この町の山奥に、それなりに大きな滝がある。

寧寧(ねね)大滝という、叶海湖と並び、観光資源の一つとして大いに貢献してきた滝だ。

切り立った高い岩壁から落ちる、多量の水。

その景観の圧巻さから、地味ながらも一定の人気を獲得していた。

それが今、危機に瀕しているとのことらしい。

始まりは、事務所に掛けられてきた一本の電話。

依頼主はこの町の観光センターに勤める男性だった。


「…と言うわけでして、何とかなりませんでしょうか?」


以前叶海湖の件を解決し、依頼主の建設会社から市の観光センターに評判が及んだらしく、酷く困り果てたような声で頼み込まれる。

話はこうだ。

その滝から、夜な夜な歌が聞こえてくるらしい。

人がいるのかと辺りを見て回っても、姿は見えない。

しかしながらやはり歌は聞こえてくるので、不気味に思わない人はいないのだそうだ。

しかも、その歌というものが現代における一般のそれでなく、悲しげな調の詩であるというのが更に不気味さを上乗せしているのだという。

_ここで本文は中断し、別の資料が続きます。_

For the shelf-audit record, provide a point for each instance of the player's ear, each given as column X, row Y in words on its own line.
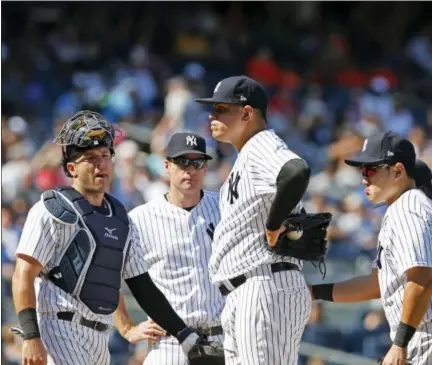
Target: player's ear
column 72, row 169
column 247, row 113
column 166, row 165
column 398, row 169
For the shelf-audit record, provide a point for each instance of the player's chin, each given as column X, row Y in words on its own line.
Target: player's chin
column 190, row 184
column 219, row 136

このままでは滝の人気に陰りが出てしまうと危惧し、こうして依頼をした次第とのことらしい。


「わかりました。その依頼引き受けましょう。」


私はあっさりとそう言い放つ。

基本この事務所は来た仕事を断らない。

選り好み出来るほどに舞い込んでくるようなところではないからだ。

嘘か真か、そんなことは二の次。

本当であれば解決を、何もなければそう伝えれば依頼人は安心して、報酬を出してくれるから。

話を終え、受話器を元の鞘に戻し、私は筆を手に取る。

私のここでの専らの役割は、絵を描くことだ。

この地に伝わる怪奇怪異を絵として表し、一冊の本にして後世に残す。

そういう意味では、とてもやりがいのある仕事ではある。

まあ他に絵の描ける人がいない、というのもあるのだが。


「新香…今のは、何の電話だったんだ?」


報告もしないで筆を取った私を咎めるように、尾白さんは口を開いた。

私は今描いている妖怪の大まかな輪郭の線を引きつつ、答える。


「ああ、何かまた観光絡みの話でした。あの…寧寧大滝、あるじゃないですか。あそこに夜な夜な幽霊らしきものが出るから、何とかしてほしいとのことでして。」


「ふむ…?」


尾白さんは新聞に目を通しながら考え込むかのような声を漏らす。

恐らく、寧寧大滝についての記憶を辿っているのだろう。


「彼処、何か曰くありましたっけ?誰か自殺したとか。」


「…いや、そう言ったものは聞いていない。が…。」


「が?」


「…彼処にまつわる話であれば、一つ知っている。」


漸く新聞紙から目を離し、それを机の上に置いて椅子から立ち上がる。

そして、膨大な量の古書の並ぶ本棚から、一冊取り出す。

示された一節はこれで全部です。